The Volatility of the Market
The market is constantly changing into a bearish trend and a bullish trend. These ever-changing market trends have a larger impact on mutual funds than on SIP, as the investment value of mutual funds is higher than that of SIP.
Charges
The AMC (Annual Maintenance Charge) and the other charges, like transaction cost, are higher in mutual funds than in SIP as the investment value of a mutual fund is larger.
In mutual funds, the charges incurred by way of the fund manager’s fees and the transaction value is on the higher side, while in SIP, the investment value and the trade value are always on the lower side.
Redemption
Both SIP and mutual funds are highly liquidated forms of investment. The only difference is the redemption charges are on the higher side in mutual funds than in SIP.

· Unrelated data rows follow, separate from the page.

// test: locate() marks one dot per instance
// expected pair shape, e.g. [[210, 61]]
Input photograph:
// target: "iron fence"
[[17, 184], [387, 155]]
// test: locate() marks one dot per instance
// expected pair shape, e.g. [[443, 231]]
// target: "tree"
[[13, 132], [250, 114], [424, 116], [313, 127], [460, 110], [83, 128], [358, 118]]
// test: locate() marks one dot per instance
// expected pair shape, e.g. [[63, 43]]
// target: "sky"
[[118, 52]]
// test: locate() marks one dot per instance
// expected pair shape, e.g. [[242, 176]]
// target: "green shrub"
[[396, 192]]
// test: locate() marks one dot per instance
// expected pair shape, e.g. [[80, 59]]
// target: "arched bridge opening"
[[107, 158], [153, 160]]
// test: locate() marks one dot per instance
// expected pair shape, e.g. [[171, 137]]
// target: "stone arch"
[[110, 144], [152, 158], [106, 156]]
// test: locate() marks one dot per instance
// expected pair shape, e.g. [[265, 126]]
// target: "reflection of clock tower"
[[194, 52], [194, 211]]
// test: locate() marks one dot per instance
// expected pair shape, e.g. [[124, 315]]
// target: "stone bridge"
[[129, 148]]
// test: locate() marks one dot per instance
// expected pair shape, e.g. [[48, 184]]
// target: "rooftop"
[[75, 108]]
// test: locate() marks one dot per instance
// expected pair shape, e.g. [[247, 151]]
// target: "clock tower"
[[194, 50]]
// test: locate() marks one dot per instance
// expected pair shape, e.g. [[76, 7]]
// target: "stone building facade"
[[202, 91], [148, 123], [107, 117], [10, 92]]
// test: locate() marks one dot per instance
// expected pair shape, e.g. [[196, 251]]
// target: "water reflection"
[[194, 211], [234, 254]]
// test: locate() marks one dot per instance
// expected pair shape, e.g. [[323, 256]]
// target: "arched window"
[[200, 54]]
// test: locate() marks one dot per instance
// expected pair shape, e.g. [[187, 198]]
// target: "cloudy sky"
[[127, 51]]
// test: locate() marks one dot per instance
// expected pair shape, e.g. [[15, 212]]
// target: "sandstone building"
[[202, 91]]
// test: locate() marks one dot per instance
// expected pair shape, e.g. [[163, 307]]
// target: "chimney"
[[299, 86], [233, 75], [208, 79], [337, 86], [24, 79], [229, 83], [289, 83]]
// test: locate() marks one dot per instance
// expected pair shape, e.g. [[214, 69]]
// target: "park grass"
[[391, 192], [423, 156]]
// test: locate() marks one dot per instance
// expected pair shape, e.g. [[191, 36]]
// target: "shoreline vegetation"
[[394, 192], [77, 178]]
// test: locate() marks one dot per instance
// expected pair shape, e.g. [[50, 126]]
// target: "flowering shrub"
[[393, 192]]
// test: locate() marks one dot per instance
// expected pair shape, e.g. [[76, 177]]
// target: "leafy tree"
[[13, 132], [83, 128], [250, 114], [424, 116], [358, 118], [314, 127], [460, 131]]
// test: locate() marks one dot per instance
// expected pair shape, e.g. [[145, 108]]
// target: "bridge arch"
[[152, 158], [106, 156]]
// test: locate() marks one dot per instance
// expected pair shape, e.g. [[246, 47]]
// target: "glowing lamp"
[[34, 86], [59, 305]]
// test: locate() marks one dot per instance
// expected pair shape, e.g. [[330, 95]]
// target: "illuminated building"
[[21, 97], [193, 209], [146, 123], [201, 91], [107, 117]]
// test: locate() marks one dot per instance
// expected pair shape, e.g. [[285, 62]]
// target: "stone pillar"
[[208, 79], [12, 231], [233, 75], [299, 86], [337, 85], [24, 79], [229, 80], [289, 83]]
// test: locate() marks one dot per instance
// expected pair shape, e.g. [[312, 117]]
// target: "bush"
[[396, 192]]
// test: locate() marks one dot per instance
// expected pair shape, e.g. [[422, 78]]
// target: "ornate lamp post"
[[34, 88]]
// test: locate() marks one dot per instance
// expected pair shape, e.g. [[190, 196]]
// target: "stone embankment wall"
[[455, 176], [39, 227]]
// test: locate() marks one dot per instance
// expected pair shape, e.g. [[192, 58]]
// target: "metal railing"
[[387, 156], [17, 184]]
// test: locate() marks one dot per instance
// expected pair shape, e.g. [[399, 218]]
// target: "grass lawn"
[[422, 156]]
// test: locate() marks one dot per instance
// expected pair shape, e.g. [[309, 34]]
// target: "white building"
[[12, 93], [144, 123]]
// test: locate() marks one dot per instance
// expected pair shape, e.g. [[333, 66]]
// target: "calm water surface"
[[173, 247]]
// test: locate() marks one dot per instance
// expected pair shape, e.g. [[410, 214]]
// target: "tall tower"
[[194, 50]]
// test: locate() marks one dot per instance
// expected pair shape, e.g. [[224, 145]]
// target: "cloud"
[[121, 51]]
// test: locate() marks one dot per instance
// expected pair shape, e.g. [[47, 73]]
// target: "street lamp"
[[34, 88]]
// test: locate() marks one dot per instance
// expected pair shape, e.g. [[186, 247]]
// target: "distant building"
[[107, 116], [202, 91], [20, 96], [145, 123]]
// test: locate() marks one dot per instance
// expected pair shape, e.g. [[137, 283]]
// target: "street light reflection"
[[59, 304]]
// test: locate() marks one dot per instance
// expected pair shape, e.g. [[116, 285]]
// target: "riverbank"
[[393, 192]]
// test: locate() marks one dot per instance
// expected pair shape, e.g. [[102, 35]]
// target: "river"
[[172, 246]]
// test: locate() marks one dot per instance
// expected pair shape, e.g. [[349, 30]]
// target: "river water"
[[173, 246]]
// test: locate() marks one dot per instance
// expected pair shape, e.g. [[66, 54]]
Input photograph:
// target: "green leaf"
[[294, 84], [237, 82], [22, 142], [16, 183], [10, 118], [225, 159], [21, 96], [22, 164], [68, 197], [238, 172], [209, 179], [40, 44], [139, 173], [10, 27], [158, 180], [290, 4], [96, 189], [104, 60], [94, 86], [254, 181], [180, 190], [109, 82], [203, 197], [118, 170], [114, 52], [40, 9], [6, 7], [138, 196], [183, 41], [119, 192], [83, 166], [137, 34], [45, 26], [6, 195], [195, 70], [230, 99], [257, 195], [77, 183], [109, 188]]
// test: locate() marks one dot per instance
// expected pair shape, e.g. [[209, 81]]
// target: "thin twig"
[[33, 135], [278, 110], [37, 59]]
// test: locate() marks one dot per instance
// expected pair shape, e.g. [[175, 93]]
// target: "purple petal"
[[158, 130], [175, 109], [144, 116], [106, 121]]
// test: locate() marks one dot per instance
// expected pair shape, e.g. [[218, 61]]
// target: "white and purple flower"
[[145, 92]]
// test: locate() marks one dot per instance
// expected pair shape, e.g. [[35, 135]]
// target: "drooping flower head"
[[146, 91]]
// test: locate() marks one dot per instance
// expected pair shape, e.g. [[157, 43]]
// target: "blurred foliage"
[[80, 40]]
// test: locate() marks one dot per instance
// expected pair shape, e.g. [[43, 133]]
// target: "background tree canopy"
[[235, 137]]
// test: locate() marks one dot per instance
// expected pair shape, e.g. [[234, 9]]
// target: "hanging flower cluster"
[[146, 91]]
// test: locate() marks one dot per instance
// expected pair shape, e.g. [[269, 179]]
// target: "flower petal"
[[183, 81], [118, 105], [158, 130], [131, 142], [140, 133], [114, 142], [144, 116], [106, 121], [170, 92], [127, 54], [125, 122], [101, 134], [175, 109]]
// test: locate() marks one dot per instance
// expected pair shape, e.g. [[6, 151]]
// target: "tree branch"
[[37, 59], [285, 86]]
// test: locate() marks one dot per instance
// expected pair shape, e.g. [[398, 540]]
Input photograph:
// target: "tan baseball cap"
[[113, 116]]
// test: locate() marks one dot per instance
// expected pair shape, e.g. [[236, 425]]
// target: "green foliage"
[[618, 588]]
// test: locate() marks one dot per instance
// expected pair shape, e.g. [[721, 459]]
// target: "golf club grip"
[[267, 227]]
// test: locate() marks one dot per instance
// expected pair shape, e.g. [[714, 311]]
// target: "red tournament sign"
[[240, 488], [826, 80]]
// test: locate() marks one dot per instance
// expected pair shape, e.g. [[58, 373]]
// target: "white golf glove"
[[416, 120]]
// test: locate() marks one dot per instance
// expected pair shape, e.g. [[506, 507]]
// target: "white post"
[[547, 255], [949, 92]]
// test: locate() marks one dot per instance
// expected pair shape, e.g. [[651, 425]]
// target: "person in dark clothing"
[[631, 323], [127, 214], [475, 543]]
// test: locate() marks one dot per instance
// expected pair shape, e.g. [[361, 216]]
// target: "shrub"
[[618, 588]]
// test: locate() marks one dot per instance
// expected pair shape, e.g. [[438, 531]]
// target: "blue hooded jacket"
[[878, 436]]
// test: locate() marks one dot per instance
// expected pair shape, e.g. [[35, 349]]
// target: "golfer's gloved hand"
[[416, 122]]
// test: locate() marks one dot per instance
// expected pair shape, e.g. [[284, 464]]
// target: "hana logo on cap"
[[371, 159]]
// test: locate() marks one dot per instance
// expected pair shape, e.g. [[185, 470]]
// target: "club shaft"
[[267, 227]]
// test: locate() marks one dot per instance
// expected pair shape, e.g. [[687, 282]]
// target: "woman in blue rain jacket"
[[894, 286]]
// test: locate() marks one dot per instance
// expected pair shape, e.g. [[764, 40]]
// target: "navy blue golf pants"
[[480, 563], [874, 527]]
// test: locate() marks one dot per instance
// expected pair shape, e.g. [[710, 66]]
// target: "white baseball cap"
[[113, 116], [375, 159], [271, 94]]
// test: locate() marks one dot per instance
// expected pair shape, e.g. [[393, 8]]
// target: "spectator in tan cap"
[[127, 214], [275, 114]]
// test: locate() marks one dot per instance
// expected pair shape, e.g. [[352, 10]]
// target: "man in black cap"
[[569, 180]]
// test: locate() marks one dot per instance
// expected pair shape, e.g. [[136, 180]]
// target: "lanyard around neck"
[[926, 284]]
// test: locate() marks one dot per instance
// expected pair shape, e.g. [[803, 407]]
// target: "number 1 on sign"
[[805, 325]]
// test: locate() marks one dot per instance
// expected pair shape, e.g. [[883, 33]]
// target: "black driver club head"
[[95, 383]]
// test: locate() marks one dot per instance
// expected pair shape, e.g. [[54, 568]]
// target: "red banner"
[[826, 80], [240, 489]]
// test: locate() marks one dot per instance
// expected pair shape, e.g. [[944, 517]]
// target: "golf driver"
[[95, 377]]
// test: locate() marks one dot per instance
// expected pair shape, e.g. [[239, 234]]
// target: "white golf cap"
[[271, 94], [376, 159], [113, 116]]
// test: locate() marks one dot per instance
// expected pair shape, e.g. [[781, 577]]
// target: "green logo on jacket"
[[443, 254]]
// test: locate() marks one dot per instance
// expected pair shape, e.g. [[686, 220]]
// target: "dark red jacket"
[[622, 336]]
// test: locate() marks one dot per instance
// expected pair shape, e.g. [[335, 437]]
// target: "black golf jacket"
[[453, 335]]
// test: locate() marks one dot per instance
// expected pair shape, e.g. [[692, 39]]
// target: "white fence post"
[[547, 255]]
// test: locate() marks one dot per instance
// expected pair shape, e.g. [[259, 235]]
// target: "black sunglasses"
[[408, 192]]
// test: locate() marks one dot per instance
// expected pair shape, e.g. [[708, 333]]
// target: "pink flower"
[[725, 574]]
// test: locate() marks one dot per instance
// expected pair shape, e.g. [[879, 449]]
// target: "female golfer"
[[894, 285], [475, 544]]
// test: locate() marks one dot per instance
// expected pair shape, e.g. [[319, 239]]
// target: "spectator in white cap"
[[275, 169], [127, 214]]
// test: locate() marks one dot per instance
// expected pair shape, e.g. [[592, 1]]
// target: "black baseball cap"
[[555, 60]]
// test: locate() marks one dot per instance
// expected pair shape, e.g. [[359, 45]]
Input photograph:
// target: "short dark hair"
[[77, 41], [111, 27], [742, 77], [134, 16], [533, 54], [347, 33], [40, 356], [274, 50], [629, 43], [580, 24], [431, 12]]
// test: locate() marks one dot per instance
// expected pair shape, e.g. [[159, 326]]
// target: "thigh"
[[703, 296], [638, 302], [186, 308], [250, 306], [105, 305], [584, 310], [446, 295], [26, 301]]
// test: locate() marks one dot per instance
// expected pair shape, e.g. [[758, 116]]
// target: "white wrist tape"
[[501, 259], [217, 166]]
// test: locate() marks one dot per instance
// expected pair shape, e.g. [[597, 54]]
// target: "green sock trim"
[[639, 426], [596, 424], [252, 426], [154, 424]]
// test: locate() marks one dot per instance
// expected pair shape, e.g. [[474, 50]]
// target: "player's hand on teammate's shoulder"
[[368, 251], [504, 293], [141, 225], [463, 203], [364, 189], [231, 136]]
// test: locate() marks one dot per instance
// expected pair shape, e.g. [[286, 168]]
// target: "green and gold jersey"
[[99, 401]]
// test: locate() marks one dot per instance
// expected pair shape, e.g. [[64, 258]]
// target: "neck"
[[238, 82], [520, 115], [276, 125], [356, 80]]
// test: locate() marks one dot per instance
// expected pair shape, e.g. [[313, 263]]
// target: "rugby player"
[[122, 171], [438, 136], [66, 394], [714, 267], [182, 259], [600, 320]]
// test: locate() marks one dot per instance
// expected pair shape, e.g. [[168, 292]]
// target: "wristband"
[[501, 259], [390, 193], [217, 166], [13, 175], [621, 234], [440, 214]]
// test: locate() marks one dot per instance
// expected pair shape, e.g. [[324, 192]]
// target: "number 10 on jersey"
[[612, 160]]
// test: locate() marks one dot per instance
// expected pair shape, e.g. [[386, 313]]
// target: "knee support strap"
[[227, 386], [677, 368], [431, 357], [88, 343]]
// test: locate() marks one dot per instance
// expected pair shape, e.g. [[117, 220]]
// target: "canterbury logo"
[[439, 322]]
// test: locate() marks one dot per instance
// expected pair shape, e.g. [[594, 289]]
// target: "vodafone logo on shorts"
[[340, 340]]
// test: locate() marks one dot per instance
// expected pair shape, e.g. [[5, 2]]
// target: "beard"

A Mutual Fund is an investment vehicle allowing you to gain exposure to stocks, bonds, or other financial instruments. While a SIP is a tool to invest in a Mutual Fund. Comparing Mutual Funds and SIPs is like comparing apples and oranges – they are two completely different concepts. A mutual fund is an investment avenue, while a SIP is a method of investing in a mutual fund.
Key Takeaways – SIP vs Mutual Fund
Mutual funds and SIP are subjected to market risk.
Mutual funds are a lumpsum form of investment, while SIP is a recurring form of investment.
The amount of investment in mutual funds is on the higher side, while the investment in SIP is on the lower side.
Mutual funds and SIP have taxation benefits under Section 80C of the Income Tax Act, where the investor can claim up to Rs 1,50,000 exemption.
Disclaimer: This blog is solely for educational purposes. The securities/investments quoted here are not recommendatory.